Written by Daniel Da Costa at The Motley Fool Canada
When the pandemic first hit in early 2020, stocks from almost every sector initially saw massive sell-offs. It soon became clear, though, which industries would be able to weather the storm and which would be most significantly impacted. As many investors know by now, airline stocks suffered major losses throughout the pandemic, especially early on. The lower valuations also make them some of the best to add to your buy list.
As a result of the pandemic, many airline stocks in North America, and especially Air Canada (TSX:AC) north of the border, became highly popular over the last few years. Investors were enticed by how cheaply they traded and their recovery potential when the pandemic was finally in the rearview.
However, even as we begin September of 2023, more than three and a half years since the pandemic first hit, most airline stocks, including Air Canada, trade well off their pre-pandemic trading ranges.
In fact, Canadian investors have a significant opportunity as Air Canada is one of the cheapest, currently trading at just under $23. That’s more than 55% below its pre-pandemic trading price of roughly $52.
So consider the ultra-low market price of Air Canada shares and the fact that for over a year now, the industry has been recovering rapidly and faced little to no pandemic restrictions. No doubt, many investors are wondering if airline stocks are some of the best stocks to buy in September 2023.
Are airline stocks some of the best to buy now?
Indeed, many airlines look significantly undervalued when comparing their share prices today to before the pandemic. Yet, when you dig a little deeper, you see that these stocks aren’t actually as cheap as you might think.
With Air Canada, for example, the stock more than doubled its debt load during the pandemic as it borrowed billions of dollars just to stay afloat. In addition, it also issued more shares and diluted shareholders in an effort to raise capital.
Therefore, although Air Canada stock had a market price of roughly $48.50 at the start of 2020, its market cap was over $12.8 billion. So although today its price of roughly $23 is more than 50% below $48.50, Air Canada’s current market cap is roughly $8.2 billion, only down by 36%.
This is due to the more than 358 million shares outstanding, compared to just 272 million at the start of 2020, an increase of 32%. That’s not all, though.
Market cap is one form of looking at a company’s value, but enterprise value (EV) is often preferred by investors because it includes debt and gives a more complete picture of a company’s capital makeup.
Heading into 2020, Air Canada had an enterprise value of roughly $16.3 billion.
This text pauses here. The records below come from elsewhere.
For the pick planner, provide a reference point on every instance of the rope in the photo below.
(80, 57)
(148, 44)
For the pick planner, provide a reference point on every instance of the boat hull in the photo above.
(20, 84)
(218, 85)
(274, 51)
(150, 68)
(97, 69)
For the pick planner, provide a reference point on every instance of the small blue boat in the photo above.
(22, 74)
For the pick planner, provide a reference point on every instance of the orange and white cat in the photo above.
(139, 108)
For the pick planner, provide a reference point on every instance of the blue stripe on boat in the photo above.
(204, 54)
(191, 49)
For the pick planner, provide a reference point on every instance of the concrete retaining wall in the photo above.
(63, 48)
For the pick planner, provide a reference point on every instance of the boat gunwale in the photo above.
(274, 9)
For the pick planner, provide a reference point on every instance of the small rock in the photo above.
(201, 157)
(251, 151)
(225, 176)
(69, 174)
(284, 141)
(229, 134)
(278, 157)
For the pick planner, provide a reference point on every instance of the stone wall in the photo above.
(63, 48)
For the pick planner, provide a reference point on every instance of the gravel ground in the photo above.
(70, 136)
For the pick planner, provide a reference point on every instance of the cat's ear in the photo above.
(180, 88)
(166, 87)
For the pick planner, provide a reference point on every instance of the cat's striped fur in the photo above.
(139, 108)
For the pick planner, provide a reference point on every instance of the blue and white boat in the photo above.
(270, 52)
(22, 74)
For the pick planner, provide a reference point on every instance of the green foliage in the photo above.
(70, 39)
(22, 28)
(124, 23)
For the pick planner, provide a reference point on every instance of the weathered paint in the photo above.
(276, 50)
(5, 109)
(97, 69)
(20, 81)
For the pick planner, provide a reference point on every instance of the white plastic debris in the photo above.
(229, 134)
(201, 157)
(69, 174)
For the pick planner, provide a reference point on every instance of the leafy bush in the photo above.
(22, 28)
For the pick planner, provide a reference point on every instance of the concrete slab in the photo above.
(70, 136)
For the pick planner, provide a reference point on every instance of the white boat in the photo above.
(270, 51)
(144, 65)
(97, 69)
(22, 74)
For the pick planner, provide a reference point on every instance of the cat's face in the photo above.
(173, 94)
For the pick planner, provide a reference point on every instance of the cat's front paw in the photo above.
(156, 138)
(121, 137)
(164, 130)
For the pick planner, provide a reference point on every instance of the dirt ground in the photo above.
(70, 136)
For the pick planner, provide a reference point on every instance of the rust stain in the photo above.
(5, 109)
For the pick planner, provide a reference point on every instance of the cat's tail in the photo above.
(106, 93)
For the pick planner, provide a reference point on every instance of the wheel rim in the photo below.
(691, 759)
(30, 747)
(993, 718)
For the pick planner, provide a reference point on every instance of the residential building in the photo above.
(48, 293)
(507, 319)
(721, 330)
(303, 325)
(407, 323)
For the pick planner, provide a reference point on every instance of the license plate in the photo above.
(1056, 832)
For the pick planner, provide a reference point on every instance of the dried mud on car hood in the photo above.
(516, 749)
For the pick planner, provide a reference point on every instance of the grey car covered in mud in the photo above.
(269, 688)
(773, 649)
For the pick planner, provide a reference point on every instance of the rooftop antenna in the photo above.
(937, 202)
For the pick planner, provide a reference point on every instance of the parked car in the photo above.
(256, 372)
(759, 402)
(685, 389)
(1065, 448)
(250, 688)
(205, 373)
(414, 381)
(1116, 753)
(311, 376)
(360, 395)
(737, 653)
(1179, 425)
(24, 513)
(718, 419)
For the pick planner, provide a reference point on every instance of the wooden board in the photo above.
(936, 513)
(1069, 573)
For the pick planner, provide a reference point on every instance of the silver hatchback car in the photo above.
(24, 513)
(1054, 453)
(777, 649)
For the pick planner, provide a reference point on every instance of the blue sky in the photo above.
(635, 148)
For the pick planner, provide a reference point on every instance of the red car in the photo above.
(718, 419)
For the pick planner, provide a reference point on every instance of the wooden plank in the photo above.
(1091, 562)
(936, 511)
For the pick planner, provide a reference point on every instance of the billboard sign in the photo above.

So along with its market cap at the time of roughly $12.8 billion, Air Canada had roughly $3.5 billion of net debt.
Fast forward to today, although its share price is down more than 50% and its market cap is roughly 36% lower than where it was at the start of 2020, its enterprise value of $14.4 billion is only 11.5% lower than where it was at the start of 2020.
This goes to show just how much debt Air Canada took on and how that’s impacting its valuation, even still today. It also goes to show why it’s so important to value companies based on metrics and not just by looking at the share price, which can be deceiving.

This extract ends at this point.